When asked what one piece of information represented the most important knowledge humans possess, Richard Feynman, the remarkable mathemetician/physicist, replied:
Everything is made of atoms.
Indeed! What an amazing discovery! While the atomic structure and molecular composition vary from one object to the next, from one human to the next, from one star to the next, still – Everything is made of atoms!
But wait! There is more! Atoms are comprised of electrons that orbit a nucleus. And atoms are primarily “empty” space. Yet this moving, spacious world of Everything appears to human beings as material form. Even our earth suits have an animate integrity. What holds all of this together? Within these “building blocks” lies a deeper cohesion, a durational measurement, a simple, but pervasive infrastructure for all of Creation – the oscillation.

An initiating gesture, rising to a peak, falling past the midline to trough, and rising back to the midline beginning – motion across/around a central axis – a cycle, one complete oscillation. (The actual measurement is from peak to peak = one cycle) Put a bunch of oscillations together in a periodic sequence, and you have frequency.

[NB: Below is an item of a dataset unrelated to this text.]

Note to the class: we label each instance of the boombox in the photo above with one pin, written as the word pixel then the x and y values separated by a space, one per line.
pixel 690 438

Frequencies, along with resonance, consonance, dissonance, hold the world together AND move us through our experiences. While our reality appears solid and stable, it is actually in constant flux driven by frequency oscillations. Oscillations are the pervasive movement pattern that weaves together what we call “reality”. From the quantum, to the electromagnetic, to the world of form, all of existence is waving at and through us. If this is true, then frequency is a portal into and through all of existence. And this portal is accessible and useful due to the Law of the Octave.

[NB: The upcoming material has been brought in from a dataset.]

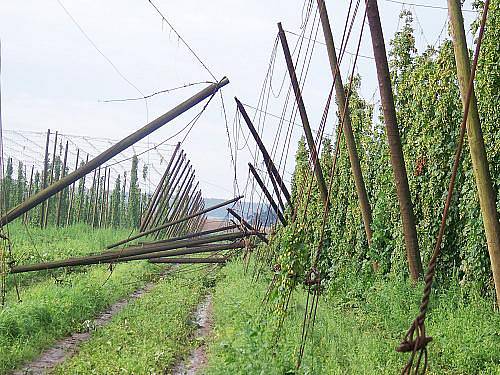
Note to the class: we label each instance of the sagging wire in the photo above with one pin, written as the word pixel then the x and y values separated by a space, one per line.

A vibrational frequency is known through a measurement called hertz. Hertz expresses the number of oscillations per second. One oscillation per second is 1 Hz, twenty-five oscillations per second is 25 Hz, and so on. Vibrational frequencies reveal the world to us through our senses. Everything we hear, vibrates at 20 Hz to 20,000 Hz, which is the audible spectrum. Everything we see is vibrating between 400 Trillion Hz and 750 Trillion Hz, which is the visible spectrum of the electro-magnetic field. The entire electro-magnetic field is a vibrational gift basket of frequency bandwidths that give us telegraph, radio, television, mobile phones, internet, and the electricity to power it all. And then when we go deep into the building blocks of matter, what do we get? – more oscillations.
According to the Law of the Octave – every frequency is entangled with its half and its double. Any known frequency can be calibrated as an audible frequency or visual frequency or x-ray frequency, simply by dividing higher frequencies by 2 and multiplying lower frequencies by 2. In the book The Cosmic Octave, Hans Cousto argues that the octave is a unit of measurement that can be useful in understanding and working with our very existence. Using a simple mathematical formula, Cousto converts all manner of measureable phenomenon to audible tones.
The audible frequency range demonstrates clearly how The Law of Octave works. A frequency of 440 Hz is the infamous Concert A- multiply 440 x 2 and 880 is also an A tone. The frequency is higher, denser, more oscillations per second, but it is the same expression as the 440 – it also is an A. Divide 440 by 2 and you have 220 Hz – also an expression of an A note. This suggests a repetitive pattern that is renewed each time it doubles or halves. This is a moment of return, an opportunity to begin again. I am wondering about The Law of the Octave as a jumping off point in the design of all kinds of fractals (mostly sound fractals).
And this is just the beginning, as there are other factors informing my fractal understanding, including Nature’s Chord, the Golden Mean, and Fibonacci numbers.
For now, The Law of the Octave and its relationship to the movements of the Universe are enough to ponder.